Отчего? Да просто от низкого мелодичного звона кондамайнского колокольца, недавно я снова держал его в руках. В старину кузнецы на славу работали такие колокольцы из прочного полотна пилы, хитро изгибали его, искусно приделывали свободно качающийся язычок — и у каждого колокольца был свой, особый, на другие не похожий голос.

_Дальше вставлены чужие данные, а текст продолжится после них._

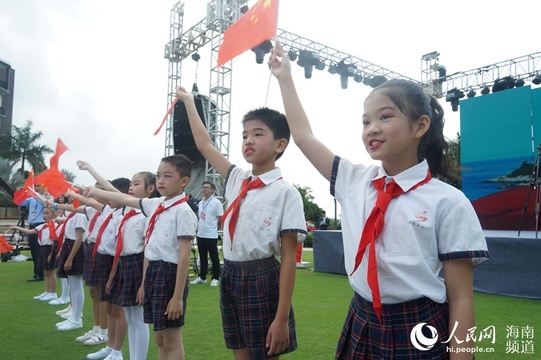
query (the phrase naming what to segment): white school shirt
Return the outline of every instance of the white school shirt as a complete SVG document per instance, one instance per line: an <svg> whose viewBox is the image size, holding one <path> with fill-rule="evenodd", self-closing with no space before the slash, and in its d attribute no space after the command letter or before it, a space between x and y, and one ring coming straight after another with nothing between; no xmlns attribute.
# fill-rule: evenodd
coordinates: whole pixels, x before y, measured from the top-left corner
<svg viewBox="0 0 541 360"><path fill-rule="evenodd" d="M232 166L225 184L225 198L231 204L240 193L242 182L252 177L251 171ZM284 180L280 168L259 176L266 186L251 190L241 203L233 236L229 235L231 213L223 225L224 258L230 261L250 261L279 257L280 234L294 232L297 241L306 238L306 220L302 197L295 187Z"/></svg>
<svg viewBox="0 0 541 360"><path fill-rule="evenodd" d="M64 238L70 240L77 240L77 229L86 230L88 220L84 214L77 213L69 221L66 222L66 230L64 230ZM83 237L84 241L84 237Z"/></svg>
<svg viewBox="0 0 541 360"><path fill-rule="evenodd" d="M224 214L222 203L212 195L208 200L203 198L198 206L199 228L197 229L197 236L207 239L217 239L218 218Z"/></svg>
<svg viewBox="0 0 541 360"><path fill-rule="evenodd" d="M54 223L54 222L53 222ZM56 223L54 223L54 228L56 229ZM49 225L43 223L36 226L34 229L38 231L38 242L40 246L53 245L53 240L51 240L51 232L49 231Z"/></svg>
<svg viewBox="0 0 541 360"><path fill-rule="evenodd" d="M113 209L109 206L104 208L101 216L102 221L100 223L100 226L105 222L105 219L109 216L109 214L113 213L113 217L111 220L109 220L109 223L105 227L105 230L103 230L103 234L101 235L100 244L98 245L98 252L102 255L111 255L115 256L116 252L116 233L118 230L118 225L120 224L120 221L122 220L122 210L123 208L116 208ZM99 221L100 219L98 219ZM97 222L96 222L96 226ZM99 229L98 229L99 230ZM96 233L96 236L98 233Z"/></svg>
<svg viewBox="0 0 541 360"><path fill-rule="evenodd" d="M98 230L100 229L100 226L101 224L103 223L103 220L105 220L105 216L103 216L103 212L109 208L109 205L104 205L103 208L101 209L101 211L98 211L96 209L94 209L92 206L86 206L84 211L85 211L85 216L86 216L86 219L88 221L88 225L90 226L90 221L92 220L92 218L94 217L94 215L96 213L99 213L98 214L98 218L96 219L96 222L94 224L94 228L92 229L92 233L89 232L89 228L87 227L86 230L85 230L85 234L83 236L83 241L84 240L88 240L89 242L92 242L92 243L95 243L96 242L96 237L98 236Z"/></svg>
<svg viewBox="0 0 541 360"><path fill-rule="evenodd" d="M163 203L165 207L172 205L186 195L182 193L172 199L165 197L154 199L141 199L141 210L149 218L154 211ZM169 208L158 215L150 239L145 247L145 258L149 261L163 260L178 264L179 241L192 240L197 230L197 216L187 202Z"/></svg>
<svg viewBox="0 0 541 360"><path fill-rule="evenodd" d="M124 215L131 209L130 207L126 207L124 209ZM149 218L145 217L145 214L140 209L135 209L135 211L137 211L137 215L130 217L122 227L122 252L120 256L140 254L143 252L145 232L148 227ZM120 231L120 229L118 230Z"/></svg>
<svg viewBox="0 0 541 360"><path fill-rule="evenodd" d="M426 177L426 160L389 177L407 191ZM370 245L353 273L363 226L372 211L377 190L372 180L386 176L381 166L355 165L336 156L331 194L342 208L344 261L353 290L371 301L367 282ZM405 302L426 296L435 302L447 300L444 279L438 275L442 260L472 258L473 265L488 260L483 230L466 196L433 178L389 203L385 225L376 239L376 257L381 301Z"/></svg>

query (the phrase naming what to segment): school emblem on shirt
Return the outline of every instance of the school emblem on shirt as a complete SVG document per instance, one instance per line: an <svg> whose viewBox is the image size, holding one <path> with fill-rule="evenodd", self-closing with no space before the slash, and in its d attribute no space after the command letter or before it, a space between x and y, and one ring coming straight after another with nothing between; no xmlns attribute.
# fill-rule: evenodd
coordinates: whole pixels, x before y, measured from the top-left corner
<svg viewBox="0 0 541 360"><path fill-rule="evenodd" d="M259 230L262 230L262 231L271 231L270 230L270 226L272 225L272 218L268 218L268 219L265 219L263 220L263 226L261 226L259 228Z"/></svg>
<svg viewBox="0 0 541 360"><path fill-rule="evenodd" d="M420 211L418 212L417 214L415 214L415 221L419 221L419 222L425 222L428 220L428 211Z"/></svg>

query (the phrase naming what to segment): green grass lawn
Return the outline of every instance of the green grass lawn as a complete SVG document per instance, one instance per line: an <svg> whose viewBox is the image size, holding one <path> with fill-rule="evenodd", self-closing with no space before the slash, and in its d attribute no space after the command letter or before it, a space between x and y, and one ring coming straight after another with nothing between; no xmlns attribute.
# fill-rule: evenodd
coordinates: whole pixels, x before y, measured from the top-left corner
<svg viewBox="0 0 541 360"><path fill-rule="evenodd" d="M312 262L312 253L305 252L304 261ZM68 332L57 331L54 324L62 319L55 311L64 306L51 306L33 300L43 292L43 282L28 283L32 262L0 263L0 359L85 359L100 346L84 346L75 337L92 327L90 296L85 294L84 327ZM58 287L60 291L60 286ZM297 319L299 348L284 359L333 359L342 323L353 295L347 277L342 275L297 270L293 306ZM488 334L494 326L495 343L483 339L479 348L494 348L494 353L476 354L476 359L539 359L541 358L541 301L488 294L475 294L476 336ZM508 338L507 328L517 329L516 338ZM533 339L528 339L528 328ZM219 290L207 285L190 285L186 326L182 330L187 359L232 359L225 348L219 309ZM531 342L529 342L531 341ZM532 345L533 344L533 345ZM532 346L529 348L528 346ZM514 347L513 347L514 346ZM507 353L515 349L517 353ZM534 354L525 354L533 350ZM129 359L127 340L124 359ZM149 359L157 359L157 348L151 334Z"/></svg>

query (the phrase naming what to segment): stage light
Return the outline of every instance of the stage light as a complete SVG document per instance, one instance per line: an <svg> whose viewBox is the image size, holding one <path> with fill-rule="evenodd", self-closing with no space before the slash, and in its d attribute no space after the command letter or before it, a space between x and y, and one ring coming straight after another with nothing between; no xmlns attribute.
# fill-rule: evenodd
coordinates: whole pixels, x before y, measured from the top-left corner
<svg viewBox="0 0 541 360"><path fill-rule="evenodd" d="M338 68L336 67L336 64L333 64L331 63L329 65L329 70L327 70L329 72L329 74L336 74L336 72L338 71Z"/></svg>
<svg viewBox="0 0 541 360"><path fill-rule="evenodd" d="M515 87L515 79L513 79L511 76L506 76L501 79L496 79L496 81L494 81L492 92L495 93L498 91L512 89L514 87Z"/></svg>
<svg viewBox="0 0 541 360"><path fill-rule="evenodd" d="M304 77L310 79L314 66L321 67L322 61L312 52L308 50L299 50L299 61L297 65L304 68ZM325 64L323 64L325 66Z"/></svg>
<svg viewBox="0 0 541 360"><path fill-rule="evenodd" d="M370 86L376 88L387 81L387 78L383 75L376 75L370 79Z"/></svg>
<svg viewBox="0 0 541 360"><path fill-rule="evenodd" d="M447 96L445 96L445 101L451 103L451 109L453 111L458 111L458 100L464 97L464 93L457 88L447 91Z"/></svg>
<svg viewBox="0 0 541 360"><path fill-rule="evenodd" d="M263 64L265 60L265 54L268 54L272 49L272 43L270 40L265 40L259 46L252 49L255 52L255 62L258 64Z"/></svg>
<svg viewBox="0 0 541 360"><path fill-rule="evenodd" d="M289 50L287 52L287 56L289 56L289 60L291 60L291 61L297 60L297 53L293 49L291 49L291 50Z"/></svg>
<svg viewBox="0 0 541 360"><path fill-rule="evenodd" d="M357 72L357 66L353 64L346 64L344 60L338 63L337 73L340 75L340 86L342 89L348 88L348 78L355 76Z"/></svg>
<svg viewBox="0 0 541 360"><path fill-rule="evenodd" d="M320 60L314 67L320 71L325 70L325 63Z"/></svg>

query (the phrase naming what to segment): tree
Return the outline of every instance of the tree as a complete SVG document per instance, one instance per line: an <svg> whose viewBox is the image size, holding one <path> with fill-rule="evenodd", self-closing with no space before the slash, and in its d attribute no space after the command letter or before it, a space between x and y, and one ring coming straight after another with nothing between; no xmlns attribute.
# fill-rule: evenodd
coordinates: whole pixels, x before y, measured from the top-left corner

Где-нибудь на далекой окраине, в затянутом паутиной темном углу сарая, где хранились когда-то седла и сбруя, или в полуразвалившейся овчарне кто-нибудь изредка находит старинный кондамайнский колоколец на высохшем, ломком от времени кожаном ремешке; и, если человек этот достаточно стар, ему вновь привидится остановленная на ночлег повозка. Привидятся отблески костра, играющие на грузе — высоченной горе тюков шерсти, и погонщик, что, сидя у огня, стряпает нехитрый ужин, и совсем рядом, где бродят и щиплют траву верблюды, послышится ему низкое звучное «динь-дон», и, прежде чем повесить обратно на крюк старинный колоколец, он вновь почувствует себя молодым и сильным, как в далекие дни, когда водил верблюжьи караваны.

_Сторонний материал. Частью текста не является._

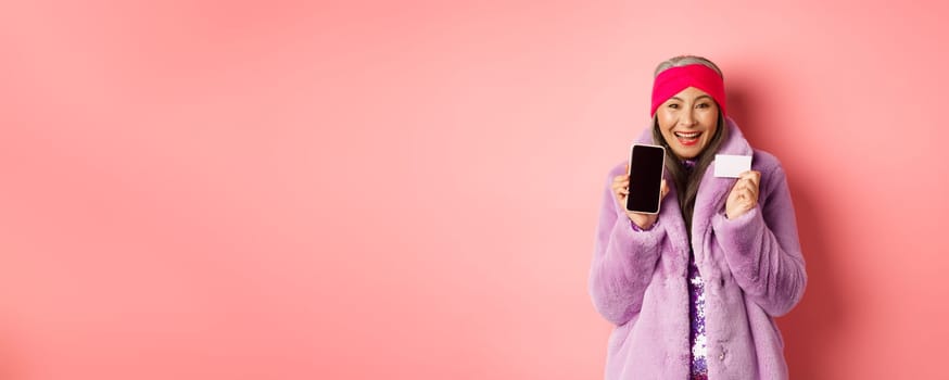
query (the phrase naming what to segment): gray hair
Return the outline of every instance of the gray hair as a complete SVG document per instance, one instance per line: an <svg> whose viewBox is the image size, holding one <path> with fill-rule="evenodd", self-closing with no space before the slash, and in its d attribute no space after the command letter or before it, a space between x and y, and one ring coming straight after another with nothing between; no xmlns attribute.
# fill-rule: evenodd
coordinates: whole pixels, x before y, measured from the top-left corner
<svg viewBox="0 0 949 380"><path fill-rule="evenodd" d="M711 61L709 61L708 59L706 59L704 56L698 56L698 55L679 55L679 56L673 56L669 60L662 61L662 63L660 63L658 66L656 66L656 73L654 73L653 76L657 77L657 76L659 76L659 73L662 73L662 72L665 72L669 68L672 68L672 67L687 66L687 65L694 65L694 64L706 65L706 66L710 67L711 69L716 71L716 73L719 73L720 77L722 77L722 78L725 77L724 75L722 75L722 71L719 68L719 66L716 66L716 64L712 63Z"/></svg>
<svg viewBox="0 0 949 380"><path fill-rule="evenodd" d="M716 66L714 63L705 58L696 55L679 55L663 61L656 67L655 76L659 76L659 73L671 67L692 64L709 66L719 73L719 76L722 76L722 71L719 69L719 66ZM722 76L722 78L724 78L724 76ZM688 231L689 243L692 243L692 215L695 211L695 198L698 195L698 185L701 182L701 177L705 174L705 170L708 168L709 164L711 164L712 160L714 160L714 154L727 137L729 127L725 124L725 118L721 113L721 109L719 109L719 119L716 134L712 136L705 150L695 159L695 168L689 172L685 169L682 162L680 162L679 157L675 156L675 153L672 152L672 148L669 147L669 142L666 141L666 138L662 137L662 132L659 130L659 119L656 116L653 116L653 143L666 147L666 172L669 174L669 177L672 179L672 185L675 187L679 208L682 211L682 218L685 220L685 228Z"/></svg>

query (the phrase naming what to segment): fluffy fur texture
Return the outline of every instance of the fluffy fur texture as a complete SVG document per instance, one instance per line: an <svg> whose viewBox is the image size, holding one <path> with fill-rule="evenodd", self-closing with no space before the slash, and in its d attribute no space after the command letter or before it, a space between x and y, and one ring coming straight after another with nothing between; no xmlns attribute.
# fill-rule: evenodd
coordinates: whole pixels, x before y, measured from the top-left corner
<svg viewBox="0 0 949 380"><path fill-rule="evenodd" d="M716 178L712 163L699 185L692 249L706 283L709 378L787 379L773 317L788 313L807 284L794 205L777 159L752 150L734 122L726 124L729 138L718 153L754 154L761 183L758 206L734 220L724 207L735 179ZM650 131L638 141L651 143ZM607 176L590 271L593 304L616 325L606 379L686 379L689 246L675 189L656 225L634 231L609 187L624 164Z"/></svg>

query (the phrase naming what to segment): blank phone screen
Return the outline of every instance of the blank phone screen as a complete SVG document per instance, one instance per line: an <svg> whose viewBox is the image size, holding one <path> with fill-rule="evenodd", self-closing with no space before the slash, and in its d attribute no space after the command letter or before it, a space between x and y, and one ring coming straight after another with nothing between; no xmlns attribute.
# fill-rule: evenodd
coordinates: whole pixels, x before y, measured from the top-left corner
<svg viewBox="0 0 949 380"><path fill-rule="evenodd" d="M630 160L630 195L627 210L655 214L659 212L662 165L666 150L656 145L633 145Z"/></svg>

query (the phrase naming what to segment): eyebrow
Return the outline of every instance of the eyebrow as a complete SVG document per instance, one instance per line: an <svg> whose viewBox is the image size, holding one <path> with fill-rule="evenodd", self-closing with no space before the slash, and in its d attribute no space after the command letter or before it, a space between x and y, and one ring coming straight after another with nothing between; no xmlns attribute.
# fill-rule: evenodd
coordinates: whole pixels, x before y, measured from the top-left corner
<svg viewBox="0 0 949 380"><path fill-rule="evenodd" d="M674 100L678 100L678 101L680 101L680 102L683 101L682 98L679 98L679 97L672 97L672 98L669 98L669 99L674 99ZM712 98L711 98L710 96L700 96L700 97L698 97L698 98L695 98L695 100L699 100L699 99L712 99Z"/></svg>

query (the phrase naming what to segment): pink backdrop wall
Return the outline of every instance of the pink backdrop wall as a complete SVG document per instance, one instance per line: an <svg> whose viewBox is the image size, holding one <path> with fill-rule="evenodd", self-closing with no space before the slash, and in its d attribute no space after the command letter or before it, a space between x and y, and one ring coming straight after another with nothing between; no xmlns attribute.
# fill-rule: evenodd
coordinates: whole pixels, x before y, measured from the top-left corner
<svg viewBox="0 0 949 380"><path fill-rule="evenodd" d="M600 185L680 53L787 169L793 378L944 376L947 9L796 3L4 3L0 378L600 378Z"/></svg>

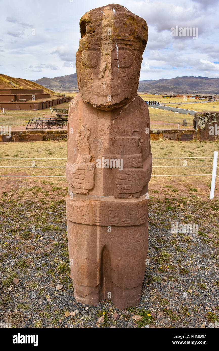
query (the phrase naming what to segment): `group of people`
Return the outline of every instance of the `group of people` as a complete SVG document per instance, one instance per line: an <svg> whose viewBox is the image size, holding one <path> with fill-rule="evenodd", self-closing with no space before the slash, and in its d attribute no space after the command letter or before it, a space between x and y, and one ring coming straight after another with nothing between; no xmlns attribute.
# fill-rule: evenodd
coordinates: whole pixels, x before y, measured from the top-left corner
<svg viewBox="0 0 219 351"><path fill-rule="evenodd" d="M146 101L147 105L160 105L160 101Z"/></svg>

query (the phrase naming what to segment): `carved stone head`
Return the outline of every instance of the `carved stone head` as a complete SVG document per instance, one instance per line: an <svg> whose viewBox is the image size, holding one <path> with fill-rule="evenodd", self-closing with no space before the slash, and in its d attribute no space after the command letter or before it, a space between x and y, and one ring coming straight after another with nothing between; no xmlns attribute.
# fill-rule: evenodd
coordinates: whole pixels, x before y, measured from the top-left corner
<svg viewBox="0 0 219 351"><path fill-rule="evenodd" d="M87 12L80 26L76 64L83 100L106 110L126 105L137 94L147 40L146 22L111 4Z"/></svg>

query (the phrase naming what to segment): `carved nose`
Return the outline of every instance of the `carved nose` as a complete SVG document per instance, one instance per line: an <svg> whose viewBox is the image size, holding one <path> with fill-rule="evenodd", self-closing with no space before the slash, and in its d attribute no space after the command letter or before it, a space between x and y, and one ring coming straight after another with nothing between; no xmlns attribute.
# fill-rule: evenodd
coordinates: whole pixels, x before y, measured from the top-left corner
<svg viewBox="0 0 219 351"><path fill-rule="evenodd" d="M106 69L106 66L107 62L105 61L101 61L100 64L100 71L98 75L98 79L101 79L102 78L104 78Z"/></svg>

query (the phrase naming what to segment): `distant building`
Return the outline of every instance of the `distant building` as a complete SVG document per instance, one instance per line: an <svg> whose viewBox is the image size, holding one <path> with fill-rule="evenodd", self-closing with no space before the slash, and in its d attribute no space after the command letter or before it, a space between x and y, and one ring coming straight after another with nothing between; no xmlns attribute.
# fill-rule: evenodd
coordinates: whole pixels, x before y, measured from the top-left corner
<svg viewBox="0 0 219 351"><path fill-rule="evenodd" d="M1 110L42 110L62 104L67 99L51 98L50 94L45 93L43 89L0 89Z"/></svg>

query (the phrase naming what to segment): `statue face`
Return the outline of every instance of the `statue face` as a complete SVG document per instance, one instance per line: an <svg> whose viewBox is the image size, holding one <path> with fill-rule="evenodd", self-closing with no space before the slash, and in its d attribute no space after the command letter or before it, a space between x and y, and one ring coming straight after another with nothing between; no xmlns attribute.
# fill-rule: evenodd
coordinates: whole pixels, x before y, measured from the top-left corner
<svg viewBox="0 0 219 351"><path fill-rule="evenodd" d="M136 96L142 60L141 43L131 34L127 40L118 31L116 33L114 14L111 9L108 12L104 9L98 31L89 35L85 32L76 53L78 85L83 100L107 110L125 105Z"/></svg>

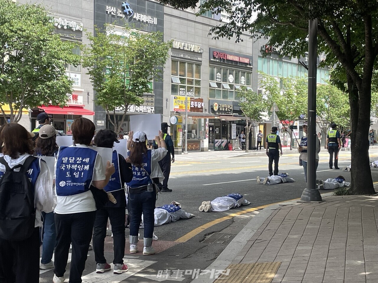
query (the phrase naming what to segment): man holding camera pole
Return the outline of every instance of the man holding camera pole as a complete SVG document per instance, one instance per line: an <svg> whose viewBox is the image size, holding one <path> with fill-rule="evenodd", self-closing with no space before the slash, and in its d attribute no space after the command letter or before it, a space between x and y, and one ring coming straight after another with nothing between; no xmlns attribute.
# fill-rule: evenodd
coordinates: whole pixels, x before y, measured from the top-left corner
<svg viewBox="0 0 378 283"><path fill-rule="evenodd" d="M332 160L335 154L335 169L339 169L338 167L338 154L341 147L341 142L340 140L340 133L336 129L336 124L332 123L331 124L332 129L328 131L327 138L325 142L326 148L328 149L330 154L330 169L332 169Z"/></svg>
<svg viewBox="0 0 378 283"><path fill-rule="evenodd" d="M272 132L266 137L265 142L265 147L266 149L266 155L269 158L268 168L269 169L269 176L273 175L273 161L274 161L274 175L278 175L278 161L280 159L279 149L281 151L280 155L282 155L282 149L281 146L281 139L277 134L278 129L277 127L272 127ZM269 150L269 151L268 151Z"/></svg>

Если же он молод — тот, кто найдет в сарае кондамайнский колоколец, — он внимательно оглядит находку, подивится, какой этот колоколец большой и под стать величине тяжелый, как свободно раскачивается язычок, и о изумлением услышит неожиданно громкий и чистый звон; по, по молодости лет, ничего он не увидит и закинет колоколец обратно в темный угол. Его слуху привычен рев огромных дизельных грузовиков, грохот тяжелых колес, вертолеты, легкие самолеты и межконтинентальные реактивные лайнеры; его память не хранит ни одного морозного утра на Пик-Хиллской дороге, где верблюды ночь напролет кормятся жесткой травой и колючим кустарником, а поутру становятся хитры, уж до того хитры — не шевельнутся, чтоб не выдать себя. Ему не случалось застывать на месте, и вслушиваться, и ждать, чтоб из моря колючих зарослей все-таки донеслось одинокое «динь» кондамайнского колокольца — это один из верблюдов наконец повернул голову и выдал всю упряжку. Он выйдет из темного сарая или из-под навеса для повозок на яркое солнце, этот молодой человек, думая о вездеходах и алмазных сверлах, о платформах, несущих сотни тонн груза по нескончаемым стальным рельсам; ему неведомы верблюды и ослы, что в давние, невозвратные годы тащили повозки по всем дорогам австралийской пустынной глуши, неведомы четвероногие твари, что каждую ночь бродили с кондамайнским колокольцем на шее в поисках скудной пищи среди колючих кустов и трав. Никогда он не видел, как угасает костер и чернеет, заслоняя звезды, высоко нагруженный воз, ему незнакомы теплые ночи, и в ночи — смутный звук, когда спросонок ворохнется, подаст голос птица или цикада, и отдаленный чистый звон кондамайнских колокольцев. Он не просыпался с первыми проблесками рассвета, чтобы подстеречь их звон и помянуть добром старинного квинслендского мастера, что сработал первый кондамайнский колоколец — чудо-колокольчик, чей звон раздавался на всех пустынных дорогах, где погонщики со своими упряжками тащились в пыли или храбро пробивались через моря непролазной грязи.